今は、電気の灯りが入江の形を描いていた。


右手には、イカ釣り漁船が眩い白い光を輝かせていた。

なるほど、スペースシャトルからも見えるほどの明るさだ。


俺は、沙樹子の肩を抱きながら。

耳元で囁く。

「寒くない?大丈夫?」

「うん。
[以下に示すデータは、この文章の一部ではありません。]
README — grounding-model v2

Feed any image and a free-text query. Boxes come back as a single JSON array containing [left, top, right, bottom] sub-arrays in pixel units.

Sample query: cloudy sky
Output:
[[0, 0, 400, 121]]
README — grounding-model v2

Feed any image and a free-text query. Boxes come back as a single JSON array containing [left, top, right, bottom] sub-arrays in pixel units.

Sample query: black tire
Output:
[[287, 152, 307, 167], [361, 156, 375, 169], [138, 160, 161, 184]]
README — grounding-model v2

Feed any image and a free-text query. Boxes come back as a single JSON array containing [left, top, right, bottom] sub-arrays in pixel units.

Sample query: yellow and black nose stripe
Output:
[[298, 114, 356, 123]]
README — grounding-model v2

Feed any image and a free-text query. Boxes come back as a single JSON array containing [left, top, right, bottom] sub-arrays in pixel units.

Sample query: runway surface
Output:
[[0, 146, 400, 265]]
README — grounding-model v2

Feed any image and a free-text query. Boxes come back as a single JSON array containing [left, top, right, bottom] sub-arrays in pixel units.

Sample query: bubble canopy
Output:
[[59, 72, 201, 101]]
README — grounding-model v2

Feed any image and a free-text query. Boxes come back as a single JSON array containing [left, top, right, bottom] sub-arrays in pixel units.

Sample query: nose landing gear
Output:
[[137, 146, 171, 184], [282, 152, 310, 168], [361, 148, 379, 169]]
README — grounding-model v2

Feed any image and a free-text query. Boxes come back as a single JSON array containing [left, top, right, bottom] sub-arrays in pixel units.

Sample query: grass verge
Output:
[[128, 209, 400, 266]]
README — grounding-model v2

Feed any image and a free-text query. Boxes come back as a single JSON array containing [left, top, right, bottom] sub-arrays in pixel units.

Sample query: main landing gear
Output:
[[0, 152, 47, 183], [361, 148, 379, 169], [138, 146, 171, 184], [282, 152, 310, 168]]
大丈夫だよ……」


俺たちは、眼下に広がる夜景に目を奪われていた。

あの灯り、ひとつひとつに。

それぞれの生活や人生があるのだ。


この夜景を、沙樹子と見ることが出来て良かった……。

俺は、そう思った。


「キレイだね……」

そう呟く沙樹子を、後ろからギュッと抱き締めながら。

俺は、そのとき。

とても幸せだった。


この幸せだけは、失いたくない。

俺は、そのとき。

本気でそう思っていた。


ホテルに帰る途中で、食事をした。

イカの刺身やホタテのバター焼きは。

当然、新鮮で旨い。

意外に旨かったのは、焼いた石の上で。

焼きながら食べる、イカの塩辛だった。

「美味しいね、これ!」

沙樹子は、日本酒をやりながら。

楽しそうに、笑った。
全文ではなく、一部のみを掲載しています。